RNA-seq Read Trimming: fastp vs. Trim Galore

How to trim and QC RNA-seq reads with fastp and Trim Galore — commands, parameters explained, and when to skip trimming.

Introduction

You’ve just downloaded raw FASTQ files from the Sequence Read Archive (SRA) or they’ve rolled off your sequencer, and now you face a decision: should you trim these reads, and if so, which tool do you use?

This is where most RNA-seq pipelines start to diverge. Some labs trim aggressively. Others skip trimming entirely, betting that modern aligners will handle adapter contamination. Both approaches can be justified, but the decision should be informed by your actual data quality, not just pipeline folklore.

By the end of this post, you will have a working understanding of when trimming matters, how to assess your reads with FastQC, and hands-on experience with the two dominant trimming tools: fastp and Trim Galore. You will also know which tool fits your workflow and why.

Prerequisites

Before starting, you will need:

Do You Actually Need to Trim?

This question does not get asked often enough, and the honest answer is: maybe not.

Modern RNA-seq aligners like STAR and HISAT2 are robust. They can clip adapters on the fly and tolerate moderate quality issues at read ends. For well-prepared RNA-seq libraries from a good core facility, trimming may add nothing except compute time.

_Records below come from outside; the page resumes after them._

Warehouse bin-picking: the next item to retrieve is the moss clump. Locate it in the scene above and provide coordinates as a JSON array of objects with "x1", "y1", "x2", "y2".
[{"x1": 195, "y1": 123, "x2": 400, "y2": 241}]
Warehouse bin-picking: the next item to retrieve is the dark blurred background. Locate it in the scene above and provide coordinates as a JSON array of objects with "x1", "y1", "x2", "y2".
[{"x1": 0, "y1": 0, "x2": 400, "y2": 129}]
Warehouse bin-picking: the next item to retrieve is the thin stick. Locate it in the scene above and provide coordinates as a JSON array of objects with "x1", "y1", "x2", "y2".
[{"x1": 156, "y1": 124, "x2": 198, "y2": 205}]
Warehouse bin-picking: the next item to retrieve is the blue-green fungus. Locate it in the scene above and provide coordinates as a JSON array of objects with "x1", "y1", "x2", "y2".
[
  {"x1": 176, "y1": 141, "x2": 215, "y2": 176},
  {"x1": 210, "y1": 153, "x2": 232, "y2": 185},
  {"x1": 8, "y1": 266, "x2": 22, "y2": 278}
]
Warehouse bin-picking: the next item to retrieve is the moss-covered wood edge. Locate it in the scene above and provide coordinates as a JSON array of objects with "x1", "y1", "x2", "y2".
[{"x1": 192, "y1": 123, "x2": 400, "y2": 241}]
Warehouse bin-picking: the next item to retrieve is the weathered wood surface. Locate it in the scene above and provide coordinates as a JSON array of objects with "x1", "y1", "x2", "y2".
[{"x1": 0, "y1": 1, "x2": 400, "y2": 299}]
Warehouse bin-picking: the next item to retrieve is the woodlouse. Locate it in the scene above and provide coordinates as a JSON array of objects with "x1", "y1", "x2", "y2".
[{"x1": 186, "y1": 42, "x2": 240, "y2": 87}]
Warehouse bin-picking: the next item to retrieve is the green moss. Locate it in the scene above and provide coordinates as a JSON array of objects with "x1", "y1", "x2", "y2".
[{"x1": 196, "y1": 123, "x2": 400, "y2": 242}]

However, trimming becomes important when:

  1. Your data has high adapter contamination. If FastQC shows “Adapter Content” flagged as a problem (see below), adapters are present in a significant fraction of reads.
  2. Quality scores drop sharply at the 3’ end. If the last 5-10 bases of your reads have Phred scores below 20, trimming helps. This is especially relevant for 3’ counting methods like nanoCAGE or CAGE, where the 3’ end is the signal.
  3. Insert size is very short. If you have many reads shorter than 50 bases, they may not align well even with soft-clipping. Trimming aggressively can mean losing these reads entirely, which is usually fine.
  4. You’re using a pipeline that expects it. Some workflows (particularly those designed for Illumina TruSeq data) assume trimmed input.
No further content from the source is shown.